Once again, the ambition and inventiveness of musical theatre companies almost leaves me breathless with the scope and quality of the work they undertake. This was very evident with Wexford Light Opera Society, who filled the magnificent Wexford Opera House nightly for the Irish Amateur Premiere of Mel Brooks’ smash hit musical, The Producers.
It is not an easy task to get such a premiere and then to be able to cast and crew it and reproduce many aspects of the Broadway experience. It is not easy in these recessionary times, to raise the finance for such a show, but that is the paradox of a musical that tells the outrageous story of two trickster producers who raise millions to have a first night flop but the show is a resounding success. Outrageous is the keyword with this show, that throw political and social correctness to the wolves and delivers an outrageously impressive show that spares no one in its camp gay vulgarity, its gloriously sexy dumb-blondness, its crazy treatment of old ladies or seniors, who have sexy, not senior, moments.
The audience in Wexford loved its outrageous style, its larger than life madness and its gloriously over-the-top song and dance routines. And what a cast, who were singing and dancing up a storm two and a half hours, into a physically demanding show. A standing ovation was wild and the smiles were wide and wonderful. What a wild Goodbye.
Much credit must go to the wonderful confident direction of Christine Scarry; Fintan Cleary’s brisk musical direction; John O’Donoghue’s quality set and Gerry Taylor’s fine lighting design.
From the moment Joanne Flood and her Usherette/Showgirls set the tone with Opening Night, you knew you were in for an outrageously good treat. The show within the show is Springtime For Hitler and Owen Brady was dynamite as the crazy Nazi, Franz Liebkind. Tony Carty, as Roger De Bris, was a whirlwind of camp craziness and Pat Lawlor almost topped him for craziness as Carmen Ghia.
Eric Hayes impressed as Storm Trooper and Catherine Walsh was a howl as the lascivious old lady, Hold Me Touch Me, ably assisted in naughtiness by Marian O’Leary and Micheline Murphy. The female chorus, who filled in as old dears, were at all times exciting to watch.
James McDermott was excellent as the confused and hesitant accouontant who became a Producer and George Lawlor was splendid, time and again, as the cornerstone of this show, Max Bialystock. What a tour de force of a performance.
Tracy Leonard as Ulla was amazing and her When You’ve Got It, Flaunt It (and she had It, in all the old familiar places), was indeed a showstopper.
It is not how many AIMS nominations this show will get but how many awards they will receive.
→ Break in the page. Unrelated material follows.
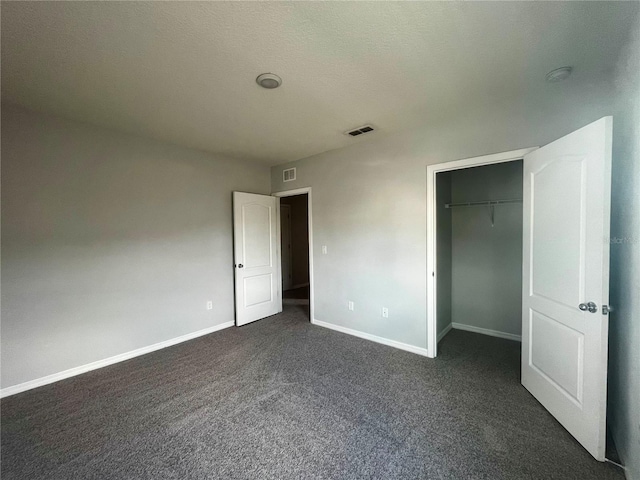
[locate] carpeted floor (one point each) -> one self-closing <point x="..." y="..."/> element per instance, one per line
<point x="283" y="399"/>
However, the organisation at this wonderful venue leaves a lot to be desired, and the blame has to be taken by the venue, not the hirer, as it is the venue that ultimately gets the poor press. Somebody has to be in charge and well-meaning but ineffectual people in dress suits, do not add to the solution when no member of the theatre seemed to be available to deal with seating and booking problems. An open channel walkie-talkie, or a dress-suit, does not make up for annoying cock-ups and Sure we’ll get you in somewhere… is not reassurance enough for patrons making a weekend of it in Wexford.